Diagnosis offers the promise of affirming individual experiences and needs within a competitive landscape of identities, leveraging the language of disability and civil rights to assert those needs. This “neuro-identitarianism” has emerged within a broader “hyper-liberal” cultural shift, which philosopher John Gray argues has elevated self-defined identity to the extent that politics is reduced to the affirmation of the self. Whether manifested as nativist ethnic nationalism on the right or symbolic politics of representation on the left, the outcome is a fragmentation of public life into moralized disputes among competing subjectivities, rather than a collective pursuit of structural change and the common good.

This fragmentation has tangible consequences. In the UK, the expenses for special educational needs provisions are escalating to unsustainable levels, as parents engage in adversarial, bureaucratic struggles with local authorities to secure support for their children. Meanwhile, the schools these children attend are struggling with overcrowded classrooms, overwhelmed teachers, and universal services diminished by years of austerity. Since 2012, the number of 16- to 24-year-olds claiming disability benefits has doubled to 400,000, with nearly half now claiming for autism or ADHD. Diagnosis has become a superficial remedy, a pathway to state benefits that fails to address a dysfunctional labor market which neglects investment in young people and is dominated by precarious, low-wage jobs that often do not cover living costs. In this sense, neuro-identitarianism is a manifestation of a broader pattern. As the provision of fundamental needs—housing, healthcare, education, employment—continues to decline, resistance increasingly takes an individualized, narrow form, diffusing collective pressure that might otherwise demand systemic reform.
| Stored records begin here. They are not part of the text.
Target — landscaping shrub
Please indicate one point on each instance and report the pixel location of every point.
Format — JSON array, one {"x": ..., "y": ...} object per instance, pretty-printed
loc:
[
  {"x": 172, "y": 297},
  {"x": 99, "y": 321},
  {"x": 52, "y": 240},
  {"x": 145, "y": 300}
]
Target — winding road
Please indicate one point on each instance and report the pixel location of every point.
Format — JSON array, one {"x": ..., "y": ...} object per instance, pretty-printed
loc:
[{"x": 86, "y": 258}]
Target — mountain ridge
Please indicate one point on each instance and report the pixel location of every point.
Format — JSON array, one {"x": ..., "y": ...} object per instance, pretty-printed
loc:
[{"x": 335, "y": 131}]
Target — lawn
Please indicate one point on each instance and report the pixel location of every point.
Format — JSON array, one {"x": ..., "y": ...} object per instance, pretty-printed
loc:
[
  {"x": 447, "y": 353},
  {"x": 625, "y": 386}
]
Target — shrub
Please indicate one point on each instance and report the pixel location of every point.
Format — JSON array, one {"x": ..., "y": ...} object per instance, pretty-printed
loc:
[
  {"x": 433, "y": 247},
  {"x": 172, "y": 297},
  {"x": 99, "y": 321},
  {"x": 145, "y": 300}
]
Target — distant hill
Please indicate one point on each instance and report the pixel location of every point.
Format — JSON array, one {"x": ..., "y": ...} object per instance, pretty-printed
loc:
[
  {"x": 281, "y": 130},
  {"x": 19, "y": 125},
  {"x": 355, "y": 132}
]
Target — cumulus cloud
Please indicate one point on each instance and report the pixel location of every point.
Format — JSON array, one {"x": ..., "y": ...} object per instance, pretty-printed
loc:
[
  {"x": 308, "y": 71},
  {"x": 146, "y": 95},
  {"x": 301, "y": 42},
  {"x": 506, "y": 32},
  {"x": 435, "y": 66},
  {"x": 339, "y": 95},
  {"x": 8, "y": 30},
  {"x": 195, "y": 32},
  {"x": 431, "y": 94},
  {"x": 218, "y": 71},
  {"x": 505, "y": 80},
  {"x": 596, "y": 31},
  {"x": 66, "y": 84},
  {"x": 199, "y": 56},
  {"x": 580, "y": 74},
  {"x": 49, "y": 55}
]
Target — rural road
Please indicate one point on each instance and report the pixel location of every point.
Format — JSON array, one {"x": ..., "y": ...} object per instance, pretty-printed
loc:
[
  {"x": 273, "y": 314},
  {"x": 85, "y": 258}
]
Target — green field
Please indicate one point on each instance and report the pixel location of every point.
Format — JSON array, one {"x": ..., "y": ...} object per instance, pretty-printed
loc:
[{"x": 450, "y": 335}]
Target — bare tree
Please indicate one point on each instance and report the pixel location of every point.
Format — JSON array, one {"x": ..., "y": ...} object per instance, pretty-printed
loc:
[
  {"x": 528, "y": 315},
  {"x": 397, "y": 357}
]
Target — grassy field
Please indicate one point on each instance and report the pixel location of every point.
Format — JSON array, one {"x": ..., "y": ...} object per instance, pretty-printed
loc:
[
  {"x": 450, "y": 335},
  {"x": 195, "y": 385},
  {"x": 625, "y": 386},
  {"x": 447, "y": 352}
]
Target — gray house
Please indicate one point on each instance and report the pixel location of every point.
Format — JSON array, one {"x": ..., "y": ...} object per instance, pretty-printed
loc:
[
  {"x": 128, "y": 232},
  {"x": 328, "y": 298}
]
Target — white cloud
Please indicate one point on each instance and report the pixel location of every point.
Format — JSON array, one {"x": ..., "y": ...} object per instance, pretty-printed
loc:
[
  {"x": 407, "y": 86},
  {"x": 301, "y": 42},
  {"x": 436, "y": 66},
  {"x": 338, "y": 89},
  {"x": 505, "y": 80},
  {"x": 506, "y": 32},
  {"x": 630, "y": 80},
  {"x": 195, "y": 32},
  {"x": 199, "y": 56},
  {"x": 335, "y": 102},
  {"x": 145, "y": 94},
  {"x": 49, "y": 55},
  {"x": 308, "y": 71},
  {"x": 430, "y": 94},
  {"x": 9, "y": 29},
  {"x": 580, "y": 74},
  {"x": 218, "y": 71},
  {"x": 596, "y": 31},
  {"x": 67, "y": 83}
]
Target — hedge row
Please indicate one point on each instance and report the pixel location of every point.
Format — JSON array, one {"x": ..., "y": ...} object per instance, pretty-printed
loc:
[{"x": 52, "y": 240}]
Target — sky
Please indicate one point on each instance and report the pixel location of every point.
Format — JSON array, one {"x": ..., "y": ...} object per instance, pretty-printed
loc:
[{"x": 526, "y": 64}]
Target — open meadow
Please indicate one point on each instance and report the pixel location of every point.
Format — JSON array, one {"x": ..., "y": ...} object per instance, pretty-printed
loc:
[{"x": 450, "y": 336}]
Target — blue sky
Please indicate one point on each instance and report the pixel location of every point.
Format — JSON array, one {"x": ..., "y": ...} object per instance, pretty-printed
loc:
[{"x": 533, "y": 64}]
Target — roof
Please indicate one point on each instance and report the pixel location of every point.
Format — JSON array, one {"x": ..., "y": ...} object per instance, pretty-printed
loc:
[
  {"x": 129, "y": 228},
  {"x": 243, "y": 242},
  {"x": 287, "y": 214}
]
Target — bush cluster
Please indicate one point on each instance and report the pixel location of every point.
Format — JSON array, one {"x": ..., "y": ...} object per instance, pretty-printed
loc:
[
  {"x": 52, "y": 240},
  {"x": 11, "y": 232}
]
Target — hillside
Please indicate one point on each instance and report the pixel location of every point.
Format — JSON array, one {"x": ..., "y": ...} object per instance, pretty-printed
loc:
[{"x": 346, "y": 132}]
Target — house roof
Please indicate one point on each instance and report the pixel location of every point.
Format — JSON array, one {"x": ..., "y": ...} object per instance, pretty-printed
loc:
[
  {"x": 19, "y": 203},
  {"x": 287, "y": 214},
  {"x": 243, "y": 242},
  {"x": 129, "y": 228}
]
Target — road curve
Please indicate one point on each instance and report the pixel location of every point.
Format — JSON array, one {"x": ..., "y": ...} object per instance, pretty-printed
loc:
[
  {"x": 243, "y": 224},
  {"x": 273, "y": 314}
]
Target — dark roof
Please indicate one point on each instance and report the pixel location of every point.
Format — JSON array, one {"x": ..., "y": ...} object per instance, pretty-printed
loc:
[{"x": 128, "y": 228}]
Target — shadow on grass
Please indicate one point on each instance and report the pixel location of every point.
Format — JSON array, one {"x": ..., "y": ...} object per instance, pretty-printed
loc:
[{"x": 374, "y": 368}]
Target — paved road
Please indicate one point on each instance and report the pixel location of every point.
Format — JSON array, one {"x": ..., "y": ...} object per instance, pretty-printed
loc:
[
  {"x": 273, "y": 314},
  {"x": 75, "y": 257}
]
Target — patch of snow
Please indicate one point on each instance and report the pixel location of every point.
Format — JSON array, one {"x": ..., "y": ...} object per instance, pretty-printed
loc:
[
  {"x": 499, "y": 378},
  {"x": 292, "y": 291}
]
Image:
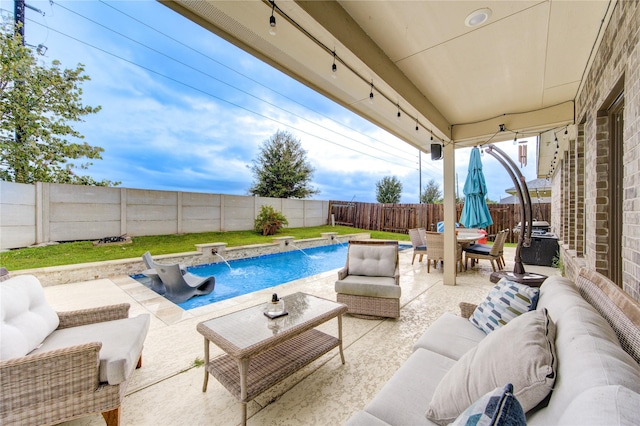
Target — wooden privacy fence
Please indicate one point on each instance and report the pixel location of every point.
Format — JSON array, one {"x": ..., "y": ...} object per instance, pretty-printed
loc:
[{"x": 402, "y": 217}]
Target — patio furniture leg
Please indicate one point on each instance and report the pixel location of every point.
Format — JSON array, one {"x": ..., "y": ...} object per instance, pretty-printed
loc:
[
  {"x": 243, "y": 366},
  {"x": 112, "y": 417}
]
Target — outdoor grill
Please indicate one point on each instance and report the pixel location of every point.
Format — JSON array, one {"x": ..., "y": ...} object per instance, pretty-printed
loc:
[
  {"x": 539, "y": 227},
  {"x": 544, "y": 245}
]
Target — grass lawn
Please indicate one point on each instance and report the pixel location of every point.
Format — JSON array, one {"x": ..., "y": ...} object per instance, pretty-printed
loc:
[{"x": 84, "y": 251}]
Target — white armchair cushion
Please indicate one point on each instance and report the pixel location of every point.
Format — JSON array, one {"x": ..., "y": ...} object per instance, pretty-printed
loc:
[
  {"x": 121, "y": 340},
  {"x": 373, "y": 261},
  {"x": 521, "y": 353},
  {"x": 25, "y": 317},
  {"x": 358, "y": 285}
]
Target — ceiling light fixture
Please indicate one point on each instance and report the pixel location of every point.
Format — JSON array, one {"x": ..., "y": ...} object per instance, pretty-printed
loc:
[
  {"x": 272, "y": 20},
  {"x": 334, "y": 68},
  {"x": 477, "y": 17}
]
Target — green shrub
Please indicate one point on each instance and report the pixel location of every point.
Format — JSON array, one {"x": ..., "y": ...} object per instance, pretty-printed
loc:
[{"x": 269, "y": 221}]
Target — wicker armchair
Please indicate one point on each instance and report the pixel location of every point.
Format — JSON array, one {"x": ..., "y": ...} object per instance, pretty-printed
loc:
[
  {"x": 494, "y": 253},
  {"x": 418, "y": 243},
  {"x": 369, "y": 283},
  {"x": 82, "y": 366}
]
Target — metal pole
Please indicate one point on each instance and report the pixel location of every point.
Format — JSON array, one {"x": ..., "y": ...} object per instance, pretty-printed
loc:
[{"x": 18, "y": 14}]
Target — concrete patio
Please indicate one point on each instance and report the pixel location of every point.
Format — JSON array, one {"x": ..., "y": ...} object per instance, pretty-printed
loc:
[{"x": 167, "y": 389}]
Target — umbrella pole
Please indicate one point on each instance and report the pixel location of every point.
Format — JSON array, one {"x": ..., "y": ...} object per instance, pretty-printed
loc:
[{"x": 524, "y": 238}]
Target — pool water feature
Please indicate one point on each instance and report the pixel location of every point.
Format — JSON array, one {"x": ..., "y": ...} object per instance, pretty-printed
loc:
[
  {"x": 256, "y": 273},
  {"x": 243, "y": 276}
]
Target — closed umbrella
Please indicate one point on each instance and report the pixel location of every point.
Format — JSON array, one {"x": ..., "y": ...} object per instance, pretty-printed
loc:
[{"x": 475, "y": 213}]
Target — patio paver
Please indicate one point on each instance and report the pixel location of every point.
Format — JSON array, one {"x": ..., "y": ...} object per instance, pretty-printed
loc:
[{"x": 167, "y": 390}]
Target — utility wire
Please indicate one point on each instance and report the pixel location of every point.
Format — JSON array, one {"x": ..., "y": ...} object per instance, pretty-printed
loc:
[
  {"x": 217, "y": 79},
  {"x": 243, "y": 75},
  {"x": 221, "y": 99}
]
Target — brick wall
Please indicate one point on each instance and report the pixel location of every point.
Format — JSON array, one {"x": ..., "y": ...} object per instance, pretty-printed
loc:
[{"x": 585, "y": 232}]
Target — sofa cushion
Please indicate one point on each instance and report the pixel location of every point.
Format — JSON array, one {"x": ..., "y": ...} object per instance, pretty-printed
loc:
[
  {"x": 496, "y": 408},
  {"x": 589, "y": 354},
  {"x": 121, "y": 340},
  {"x": 450, "y": 335},
  {"x": 358, "y": 285},
  {"x": 362, "y": 418},
  {"x": 402, "y": 400},
  {"x": 615, "y": 404},
  {"x": 25, "y": 317},
  {"x": 505, "y": 301},
  {"x": 616, "y": 306},
  {"x": 521, "y": 353},
  {"x": 373, "y": 260}
]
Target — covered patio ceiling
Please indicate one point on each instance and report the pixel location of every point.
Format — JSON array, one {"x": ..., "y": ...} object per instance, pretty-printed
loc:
[{"x": 523, "y": 67}]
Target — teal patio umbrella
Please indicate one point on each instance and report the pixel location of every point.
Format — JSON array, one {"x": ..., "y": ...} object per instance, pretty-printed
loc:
[{"x": 475, "y": 213}]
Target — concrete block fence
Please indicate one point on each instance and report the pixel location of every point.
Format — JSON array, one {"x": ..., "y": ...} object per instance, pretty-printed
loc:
[{"x": 45, "y": 212}]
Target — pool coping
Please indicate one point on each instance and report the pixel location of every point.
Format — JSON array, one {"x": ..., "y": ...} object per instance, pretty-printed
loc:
[{"x": 206, "y": 253}]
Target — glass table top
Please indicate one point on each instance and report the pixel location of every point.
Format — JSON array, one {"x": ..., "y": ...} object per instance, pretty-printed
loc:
[{"x": 250, "y": 326}]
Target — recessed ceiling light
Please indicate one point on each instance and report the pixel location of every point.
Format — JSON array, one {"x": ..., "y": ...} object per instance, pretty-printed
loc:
[{"x": 478, "y": 17}]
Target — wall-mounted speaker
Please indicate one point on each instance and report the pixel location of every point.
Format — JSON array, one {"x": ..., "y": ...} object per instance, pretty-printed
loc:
[{"x": 436, "y": 151}]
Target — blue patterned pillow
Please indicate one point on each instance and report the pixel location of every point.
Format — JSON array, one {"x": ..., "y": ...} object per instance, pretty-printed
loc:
[
  {"x": 497, "y": 408},
  {"x": 505, "y": 301}
]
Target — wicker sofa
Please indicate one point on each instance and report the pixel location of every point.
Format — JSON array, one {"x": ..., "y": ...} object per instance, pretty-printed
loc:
[
  {"x": 595, "y": 347},
  {"x": 57, "y": 366}
]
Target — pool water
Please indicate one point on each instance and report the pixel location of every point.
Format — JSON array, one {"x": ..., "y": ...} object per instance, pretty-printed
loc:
[{"x": 244, "y": 276}]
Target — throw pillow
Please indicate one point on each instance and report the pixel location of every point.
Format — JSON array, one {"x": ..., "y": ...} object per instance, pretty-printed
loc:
[
  {"x": 505, "y": 301},
  {"x": 496, "y": 408},
  {"x": 521, "y": 353}
]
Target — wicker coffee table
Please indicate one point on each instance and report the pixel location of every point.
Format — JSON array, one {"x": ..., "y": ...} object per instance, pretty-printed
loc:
[{"x": 260, "y": 351}]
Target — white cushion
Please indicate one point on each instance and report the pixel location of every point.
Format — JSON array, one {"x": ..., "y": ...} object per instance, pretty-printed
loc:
[
  {"x": 121, "y": 340},
  {"x": 373, "y": 260},
  {"x": 588, "y": 350},
  {"x": 25, "y": 317},
  {"x": 521, "y": 353},
  {"x": 403, "y": 399},
  {"x": 450, "y": 335},
  {"x": 359, "y": 285}
]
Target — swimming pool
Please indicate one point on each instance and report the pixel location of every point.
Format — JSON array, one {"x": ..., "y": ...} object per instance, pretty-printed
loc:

A poignant irony is that those with the most profound needs—severely functionally impaired, often lacking the ability to advocate for themselves—are increasingly marginalized by the clamor generated by neuro-influencers.

Neuro-identitarianism is an understandable response to the alienation inherent in late capitalism. The pursuit of diagnosis reflects a fundamental human need for one’s subjectivity to be recognized, a need intensified in atomized, contactless societies where organic opportunities for genuine connection and understanding are eroding. The tragedy of neuro-identitarianism, however, lies in its creation of special interest groups defined by difference, competing for recognition alongside other identity-based movements. This inadvertently prevents broader solidarity. By denying a shared human experience of an unsupportive world, it ultimately alienates people from their common humanity, perpetuating the very alienation it seeks to address.